Xavai snorted, still whittling. “As you say, blessed grandmother. But I have never seen or heard of such a thing, and do not believe in curses.”
It was Bosippo’s turn to snort. “You speak like a follower Olah’ah, not a believer in the Gods of the Four Winds.” He shushed the baby. “Whatever the legend says, the important part of it is that the Lost City would be revealed when the Dragon’s Grail is found. So you see, tongues are wagging about it. That, and the attack on the ancient Qordashi monastery…ah, it’s going to be bad times.”
Lectra nodded. “Yes.”
Astra tried to focus on the spindle. “No one will find the Grail. I doubt it is even lost. I put my bets on the fire dragons; they have it.”

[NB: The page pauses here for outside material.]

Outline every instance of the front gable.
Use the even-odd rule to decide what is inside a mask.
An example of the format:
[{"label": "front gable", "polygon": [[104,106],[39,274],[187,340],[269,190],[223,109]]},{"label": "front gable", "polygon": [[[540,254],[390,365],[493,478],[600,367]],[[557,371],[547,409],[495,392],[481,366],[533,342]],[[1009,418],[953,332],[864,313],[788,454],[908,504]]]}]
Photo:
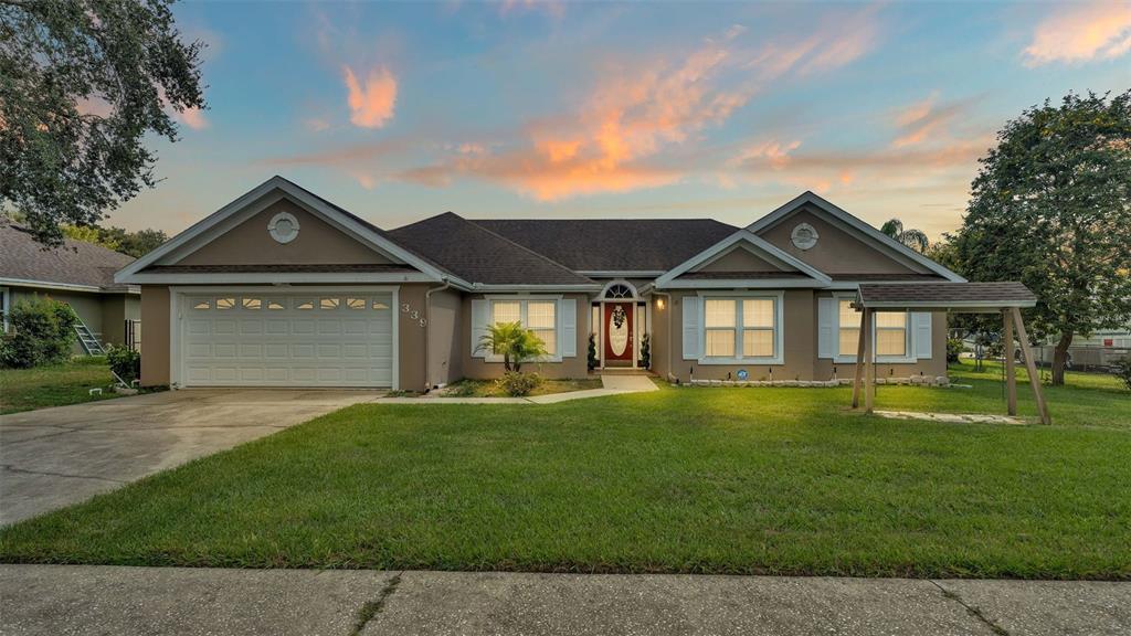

Bosippo nodded thoughtfully. “I suppose that makes the most sense. But it was nearly a year ago that all these strange things started happening, and word has been coming in for far longer than that of unrest in the far east, past the Gautwoull Steppes. Whatever magical discord started there has been making its way West for a good while. It is said—” he leaned over, lowering his voice. “It is said that the mighty kingdom of Am’Ayat is readying for war, and their king has sent out men to find the Grail, to save him from ruin.”
Xavai’s whittling turned a little ferocious, but their companions did not seem to notice.
“We have seen no such men,” Astra said, focusing on the spindle. “Have you?”
“No, but our travels are counter to theirs, I suppose,” Bosippo admitted, turning his attention back to the baby in his arms.
Astra looked cautiously over at Traz, who held her gaze for just a moment. She knew they had both come to the same thought, as Xavai whittled with more force than the soft wood allowed: what if the Dragon’s Grail itself was at the heart of all the strange and terrible things plaguing the world?